We will setup a simple test domain, and extend it to contain additional features like dnssec etc. Also there will be a separate chapter about debugging DNS.

Introduction

First let's refresh the memory. Again i forgot the differences in DNS server types, and query types.

  • iterative query : return an answer or a referral where to look
  • recursive query : return a complete answer or error, clients always make these

image

Authoritative-Only DNS Server

A server responsible for a zone, and only concerned with questions about that zone.

  • very fast
  • does not answer recursive queries
  • does not cache results

So these are never servers your browser queries.... For authoritative server there is another subdivision :

master vs slave

Any zone responsible for an internet routable zone must have at least two name servers.

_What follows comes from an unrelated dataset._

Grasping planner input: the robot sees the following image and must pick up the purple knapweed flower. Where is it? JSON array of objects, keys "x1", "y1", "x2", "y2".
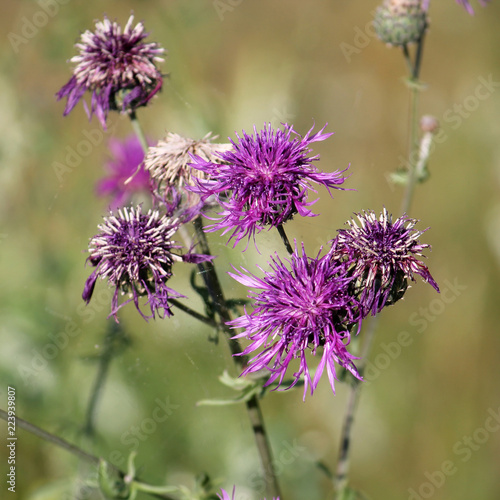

The difference between a master and a server is mostly that a master keeps the zone file on it's disk, and the slave get's its data via zone transfers. Also, a server can be slave for one zone and master for another !

image

Caching DNS server

These handle client requests and cache them if needed. If they don't have the answer they query other servers.

  • Access to the whole DNS tree
  • Cache it's results locally for faster queries

Forwarding DNS server

These also cache but don't do the recursion themselves, they forward that to a caching DNS server but do cache the results locally.

  • Able to do recursive queries without performing the recursion itself.
  • Cache it's results locally for faster queries
  • Flexibility in splitting zone queries.

Private vs public

Of course a public server has some more restriction than when you keep things private. For instance an external server has to be double, and of course you could redefine google.com internally if you really want.

Installation

Installation was done on a CentOS 7 virtual machine, i don't think other linux distro's will differ very much from this guide. For the domain you can take an unused subdomain of a domain you own. In this case i work at rinis.nl and i know my own name is not used as a subdomain, so the domain for this server becomes :

Used zone

: 

class

:   note

> kees.rinis.nl

And it will be an authoritative only private master.

centos

install
1
yum install bind bind-utils

Later...

debugging

First... Note that sometimes it is called named and sometimes it is called bind. Named is kind of silent, so if you want to know why things are not working try starting it like this :

start bind manually
1
2
/etc/init.d/bind9 stop
/usr/sbin/named -u named -d 3 -g
  • -u named makes it run as user 'named'
  • -d 3 means debug level 3
  • -g means don't run in the background

The last time i installed bind9, there was no user 'named' created, in that case,just leave out the '-u name'.